Speculation and Forensics: Social Methods for Art History

Art and artists are often cast as scapegoats for neoliberal urban change, including, most prominently, gentrification. While the complex roles played by artists and art economies can certainly catalyze inequitable developments in city dynamics, we need to examine, on a deeper level, how and why cities embrace art, and artists remediate cities, as agents and subjects of urban speculation that has marked the post-WWII period to this day. This seminar addresses one such example in Los Angeles, a city whose arts sector grew along with its social and economic position over that time period to become a global powerhouse of cultural capital. In so doing, it proposes forensics as a deep method for scrutinizing such changes across crucial industries from real estate to philanthropy and beyond.

Susanna Phillips Newbury (she/her/they) is Associate Professor of Art History at the University of Nevada, Las Vegas and Vice Chair of the board of trustees of the Nevada Humanities Council. She completed her undergraduate degree at Oberlin College, and her Ph.D. at Yale University.
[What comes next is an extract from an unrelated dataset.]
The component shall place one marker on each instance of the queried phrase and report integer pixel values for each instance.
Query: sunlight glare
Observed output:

Her research and teaching interests focus on the social history of twentieth and twenty-first century art, histories of photography and architecture, urban studies, and economic geography. Her first book, The Speculative City was published in 2021 by the University of Minnesota Press. Other recent publications include "The Art of Witnessing" in the edited volume Aesthetics of Gentrification (Amsterdam University Press, 2021) and "Anti-Sitcom Video Art" in The Microgenre (Bloomsbury, 2020).

The Architecture / Art History PhD Forum is not a public lecture, but a focused, seminar discussion. The forum provides an opportunity for PhD students within art history and architecture to discuss the work of prominent academics and theorists from an interdisciplinary perspective. Invited speakers will briefly present on their work, focusing in part on pre-circulated articles or book chapters, from the standpoint of "method" -- how they defined the questions to be addressed, in what manner they approached them, by what means they determined their critical stakes -- before opening the floor to questions and general discussion from the seminar participants. These informal, but focused, seminars will provide an opportunity to discuss the production of intellectual material in ways that will inflect, inform, and inspire students' own work.